Zaman zaman Tatar Ramazan’a sinemacılar el atmaya çalışsa da asıl en ciddi eylemi 1976 senesinde İstanbul Şehir Tiyatroları (Dârülbedâyi ya da asıl adıyla Dârü’l-bedâyi-i Osmânî) 1 sezon olmak üzere sahneye koyar. Yönetmenliğini Türker Tekin’in yaptığı; kadroda ise Metin Çekmez, Dinçer Çekmez, Erhan Yazıcıoğlu, Savaş Dinçel gibi isimlerin yer aldığı bir tiyatro oyunu olarak sahnelenir.

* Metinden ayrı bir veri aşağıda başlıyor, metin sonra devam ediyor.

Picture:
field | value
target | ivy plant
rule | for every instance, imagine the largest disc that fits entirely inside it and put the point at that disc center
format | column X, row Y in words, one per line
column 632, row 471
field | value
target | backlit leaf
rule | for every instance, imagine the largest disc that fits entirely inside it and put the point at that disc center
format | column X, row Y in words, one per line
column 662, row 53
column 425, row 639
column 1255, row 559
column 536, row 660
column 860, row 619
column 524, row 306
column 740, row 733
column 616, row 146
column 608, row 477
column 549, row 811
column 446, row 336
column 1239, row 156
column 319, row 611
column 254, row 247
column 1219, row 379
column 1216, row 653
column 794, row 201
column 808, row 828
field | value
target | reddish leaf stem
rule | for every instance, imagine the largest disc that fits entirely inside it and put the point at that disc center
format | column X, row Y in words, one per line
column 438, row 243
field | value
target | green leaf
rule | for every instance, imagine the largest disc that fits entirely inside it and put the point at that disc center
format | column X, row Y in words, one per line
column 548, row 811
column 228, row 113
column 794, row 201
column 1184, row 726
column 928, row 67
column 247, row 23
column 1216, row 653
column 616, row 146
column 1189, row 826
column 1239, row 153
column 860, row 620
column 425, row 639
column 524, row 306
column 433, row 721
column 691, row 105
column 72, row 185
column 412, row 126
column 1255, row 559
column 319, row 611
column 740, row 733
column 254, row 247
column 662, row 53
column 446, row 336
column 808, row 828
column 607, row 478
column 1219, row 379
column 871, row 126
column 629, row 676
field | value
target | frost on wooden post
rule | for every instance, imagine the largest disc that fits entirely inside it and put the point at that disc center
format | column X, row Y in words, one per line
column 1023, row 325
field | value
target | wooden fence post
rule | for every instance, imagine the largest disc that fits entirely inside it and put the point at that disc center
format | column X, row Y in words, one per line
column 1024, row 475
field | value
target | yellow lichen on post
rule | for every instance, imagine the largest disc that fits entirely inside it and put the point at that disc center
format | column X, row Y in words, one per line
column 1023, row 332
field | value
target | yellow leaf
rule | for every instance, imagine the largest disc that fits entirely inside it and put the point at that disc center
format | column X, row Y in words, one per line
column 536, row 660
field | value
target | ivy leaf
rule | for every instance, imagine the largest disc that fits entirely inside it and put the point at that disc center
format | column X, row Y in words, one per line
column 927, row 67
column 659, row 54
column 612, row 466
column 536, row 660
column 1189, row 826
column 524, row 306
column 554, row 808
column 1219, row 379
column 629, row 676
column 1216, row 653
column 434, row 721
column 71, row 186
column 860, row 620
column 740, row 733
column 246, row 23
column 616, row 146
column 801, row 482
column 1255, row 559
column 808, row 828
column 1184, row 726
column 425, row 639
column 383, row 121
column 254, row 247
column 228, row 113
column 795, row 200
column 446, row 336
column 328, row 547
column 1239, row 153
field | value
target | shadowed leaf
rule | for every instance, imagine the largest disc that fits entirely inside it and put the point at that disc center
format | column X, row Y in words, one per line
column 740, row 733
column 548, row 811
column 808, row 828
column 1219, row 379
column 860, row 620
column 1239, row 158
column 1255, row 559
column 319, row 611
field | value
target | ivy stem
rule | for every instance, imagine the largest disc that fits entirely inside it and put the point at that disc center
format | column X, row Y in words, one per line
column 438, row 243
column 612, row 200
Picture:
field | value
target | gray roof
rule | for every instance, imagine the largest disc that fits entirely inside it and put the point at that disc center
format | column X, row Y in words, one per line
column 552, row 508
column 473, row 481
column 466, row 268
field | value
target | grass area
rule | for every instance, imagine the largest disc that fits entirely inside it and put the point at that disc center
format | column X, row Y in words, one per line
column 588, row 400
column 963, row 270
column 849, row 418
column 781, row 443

1980’lerin sonuna gelindiğinde Melih Gülgen Tatar Ramazan’ı sinema filmi yapmaya karar verir. Kerim Korcan’ı ikna etmek kolay değildir ama Melih Gülgen kafasına koyduğunu muhakkak yapan bir mizaca sahip olduğu için de eser hakkını aldıktan sonra senaryo çalışmalarına Safa Önal ile başlar. Kitapta her ne kadar Tatar Ramazan karakteri sarışın mavi gözlü olarak tasvir edilse de Kadir İnanır bu role en uygun isimdir. Karşısında oynayacak kadın oyuncu için genç, sinemada ismi duyulmamış birisi tercih edilir. 1989 senesinde İzmir Fuarı’nda Venüs Güzeli; 1990 yılında ise Mankenler Kraliçesi seçilen Esin Moralıoğlu Zeynep rolü için uygun görülür.

Filmin çekimleri başlamadan önce eser sahibi Kerim Korcan 9 Kasım 1990 tarihinde 72 yaşında vefat eder. Maalesef filmi izlemek kendisine nasip olmayacaktır. Çekimler Adana, Tarsus ve Osmaniye’de gerçekleşir. 22 Kasım 1990 tarihinde motor denilir ve 23 günlük maraton başlar. İlk filmde mahkeme sonrası tekrar hapishaneye 2 asker eşliğinde fonda karlı dağların olduğu, peşinden gelen Zeynep’i de geri dönmesi için ikna ettiği sahneler ise dönüş yolunda çekilerek 17 Aralık 1990 tarihinde çekimler tamamlanır. 35 mm. Negatifle çekilen filmde yaklaşık olarak 6660 metre negatif harcanmıştır. Film, laboratuvar, kurgu, seslendirme, müzik işlemleri (Post Production) dahil olmak üzere 6 haftada tamamlanır.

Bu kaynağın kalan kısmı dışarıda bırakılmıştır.